The invention discloses a kind of asynchronous motor forecast Control Algorithms, specially:Linearisation and discrete processes are carried out to control object equation first, according to the discrete models of control object, it obtains different moments state variable predicted value and system of the k moment in prediction domain and exports predicted value, and then obtain the optimum control amount and instant control amount for control object, to obtain the state variable predicted value of subsequent time, instant control amount is applied to asynchronous machine and is controlled.The present invention by derived in detail to Model Predictive Control rolling time horizon signature analysis and to its mathematical model develop discuss on the basis of, according to system variable and its difference and system equation inner link, by extending and converting to state variable, formation state and the double state feedback structures of output, accelerate output quantity convergence rate, so that effectively reducing control domain on the basis of system control information is without any constraint and processing, reducing whole system on-line calculation.

Description

A kind of asynchronous motor forecast Control Algorithm
Technical field
The invention belongs to motor control technology fields, are related to a kind of asynchronous motor forecast Control Algorithm.
Background technique
Asynchronous machine has the property of non-linear, close coupling, multivariable, is generally used pi regulator and adjusts to system Section, its structure is simple, easy to accomplish, there is preferable dynamic property.But system exists vulnerable to system parameter variations influence, to negative The disadvantages of carrying variation adaptability difference and weak anti-interference ability, and during attitude conirol, it generally requires to rely on A large amount of engineering experiences are debugged repeatedly.It therefore, will using traditional pi regulator to the higher occasion of dynamic performance requirements By certain limitation, it is not able to satisfy the requirement of correlated performance.
Model Predictive Control is born in 1970s, from initial industrial application heuristic control algorithm through sending out The exhibition new discipline branch that abundant, practice content is constantly expanded for a theory.PREDICTIVE CONTROL is directed to the control for having optimization demand Problem obtains some successes, especially model since the control method is born and is developed so far in Complex Industrial Systems Predictive control algorithm has unique advantage to nonlinear restriction issue handling.Develop by recent decades, Model Predictive Control is Through gradually being applied in every field, especially in recent years as digital signal processor develops rapidly, Model Predictive Control plan Application is slightly rapidly developed in the field of motor control.Make a general survey of in recent years about motor model predictive control strategy largely It is exactly combined to algorithm improvement, development and with other algorithms, improves whole system control performance using respective advantage.Although Model predictive control method has many advantages, but before not being applied to Motor Control Field, maximum hinders to be exactly the calculation Method is relatively complicated, and on-line calculation is bigger, can not be received by the application field.With the development level of processor at that time The dynamic performance requirements that hardly can satisfy system have delayed the algorithm middle application and development in the field of motor control.So The emphasis point of the present invention problem computationally intensive aiming at Model Predictive Control Algorithm studies a kind of highly efficient, simple control System strategy.
Summary of the invention
The object of the present invention is to provide a kind of asynchronous motor forecast Control Algorithms, solve mould in existing motor control Type predictive control algorithm roll online implementation when it is computationally intensive, real-time is poor.

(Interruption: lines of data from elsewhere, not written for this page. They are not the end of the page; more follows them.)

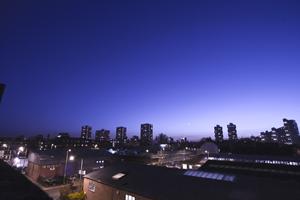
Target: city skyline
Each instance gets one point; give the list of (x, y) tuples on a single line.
[(182, 68)]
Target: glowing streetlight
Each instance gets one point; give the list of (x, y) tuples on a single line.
[(72, 158), (66, 163), (21, 149)]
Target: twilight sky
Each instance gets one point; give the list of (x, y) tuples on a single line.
[(184, 66)]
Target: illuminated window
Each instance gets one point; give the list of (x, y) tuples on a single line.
[(129, 197), (118, 176), (91, 187)]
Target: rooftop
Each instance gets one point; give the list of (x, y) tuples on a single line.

The technical scheme adopted by the invention is that a kind of asynchronous motor forecast Control Algorithm, specifically according to the following steps Implement:
Step 1, linearisation and discrete processes are carried out to control object voltage equation:
Assuming that the discrete models of research object are:
Wherein, x (k) is state variable, and y (k) is the output variable of system, and u (k) is the input variable of system, and A is to be System matrix, B is input matrix, and C is output matrix, and k is current sample time;
By the linearisation of control object voltage equation and discrete processes and the form for being abstracted as formula (1);
Step 2, it according to the discrete models of control object, obtains different moments state of the k moment in prediction domain and becomes It measures predicted value and system exports predicted value;
Different moments state variable predicted value is:
X (k+p | k)=Apx(k)+Ap-1Bu(k)+Ap-2Bu(k+1)+…+Ap-lBu(k+l-1) (2)
System exports predicted value:
Output expression formula is described in order to conciser, in this defined variable:
Y=[y (k+1 | k), y (k+2 | k), y (k+3 | k) ..., y (k+p | k)]T (4)

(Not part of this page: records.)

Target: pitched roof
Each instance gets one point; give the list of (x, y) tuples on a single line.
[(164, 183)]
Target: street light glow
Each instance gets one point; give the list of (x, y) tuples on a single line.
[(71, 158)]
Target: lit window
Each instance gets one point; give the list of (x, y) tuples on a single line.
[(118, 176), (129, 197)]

U=[u (k+1 | k), u (k+2 | k), u (k+3 | k) ..., u (k+l-1 | k)]T (5)
It carries out redescribing expression by stepping type is exported using above-mentioned definition:
Y=Gx (k)+HU (6)
Wherein,
It is assumed herein that the control amount of system can be expressed as form:
The objective function for taking optimum control amount is:
J*=(Rr-Y)(Rr-Y)T+UTRU (8)
Wherein, R is the weight matrix that input influences objective function,For dimension and the equal unit of prediction time domain to Amount, Y are the output variable of system, and U is the input variable of system.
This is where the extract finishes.